A huge focus of current research is individualized therapy – identifying markers that allow treatment to be tailored to the individual. There are many ways tumours can be characterized – by their DNA mutations, by their patterns of protein expression, by looking at the activities of different enzymes.

However, while it is relatively easy to identify patterns that correlate with different outcomes, it will be obvious from the above discussion that this will not be sufficient to allow treatment to be altered. To demonstrate clinical value will require clinical trials comparing the candidate marker-driven policy with standard care. As the ovarian cancer example above shows, even having a good marker does not guarantee the expected result. A further problem that may emerge is that the numbers of candidate markers being developed may exceed the capacity of research teams to carry out trials, possibly many times over. Furthermore, markers effectively change a disease from being a homogenous entity to a number of distinct sub entities. As good trials need large numbers, this makes doing trials more difficult – the disease effectively becomes rarer. This is illustrated by recent changes in renal cancer. A number of pathological variants had been described some time ago but until the advent of targeted small molecules, this made no difference to treatment options. As already discussed, the abnormalities in clear cell renal cancer (around 70% of the total) lead to new treatments. What then for the remaining 30%? Several different further subtypes make up this 30%, hence trials now become difficult as each is really rather uncommon. As a result, we don’t really know how to manage these subgroups. These so-called ‘orphan’ diseases will become increasingly common and problematical as there will be little in the way of trial data to inform treatments, and trials will be difficult due to lack of numbers.

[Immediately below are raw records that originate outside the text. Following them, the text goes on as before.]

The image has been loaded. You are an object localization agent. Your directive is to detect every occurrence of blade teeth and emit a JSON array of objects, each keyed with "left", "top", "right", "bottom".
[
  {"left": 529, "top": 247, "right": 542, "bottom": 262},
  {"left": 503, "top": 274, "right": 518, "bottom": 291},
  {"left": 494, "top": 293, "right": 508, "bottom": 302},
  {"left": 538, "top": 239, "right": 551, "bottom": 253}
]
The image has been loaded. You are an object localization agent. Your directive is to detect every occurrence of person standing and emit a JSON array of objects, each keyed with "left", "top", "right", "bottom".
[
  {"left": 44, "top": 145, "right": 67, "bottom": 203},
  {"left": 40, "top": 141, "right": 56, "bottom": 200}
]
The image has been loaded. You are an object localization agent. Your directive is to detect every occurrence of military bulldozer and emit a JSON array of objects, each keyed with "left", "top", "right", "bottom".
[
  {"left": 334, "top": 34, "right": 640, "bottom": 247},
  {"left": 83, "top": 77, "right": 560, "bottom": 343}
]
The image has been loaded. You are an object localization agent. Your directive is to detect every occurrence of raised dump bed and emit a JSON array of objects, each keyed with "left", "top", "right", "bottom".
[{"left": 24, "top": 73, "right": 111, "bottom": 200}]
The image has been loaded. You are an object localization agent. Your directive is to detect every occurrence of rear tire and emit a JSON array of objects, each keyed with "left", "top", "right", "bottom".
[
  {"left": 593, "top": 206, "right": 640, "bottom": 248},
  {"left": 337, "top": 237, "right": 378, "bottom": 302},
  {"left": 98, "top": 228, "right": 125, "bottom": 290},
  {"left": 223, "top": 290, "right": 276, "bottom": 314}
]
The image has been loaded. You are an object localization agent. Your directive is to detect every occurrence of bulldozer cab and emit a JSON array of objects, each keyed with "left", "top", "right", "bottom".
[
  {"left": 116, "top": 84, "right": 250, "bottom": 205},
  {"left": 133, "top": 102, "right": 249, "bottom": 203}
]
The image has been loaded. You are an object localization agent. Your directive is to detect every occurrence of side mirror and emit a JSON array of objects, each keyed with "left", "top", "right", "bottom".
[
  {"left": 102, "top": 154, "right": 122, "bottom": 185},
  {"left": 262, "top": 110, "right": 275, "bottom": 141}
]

The coming years will see many exciting developments in new cancer drugs, new biomarkers, and exciting and futuristic technology such as surgical robots. How we incorporate these developments in practice will depend in large measure on clinical research to underpin their use. However, new technologies in particular will have a tendency to be introduced via the marketing rather than trials route. How we license, regulate, and fund these devices will become increasingly problematical as healthcare budgets come under pressure with an ageing population and the massive debt overhang of the credit crunch.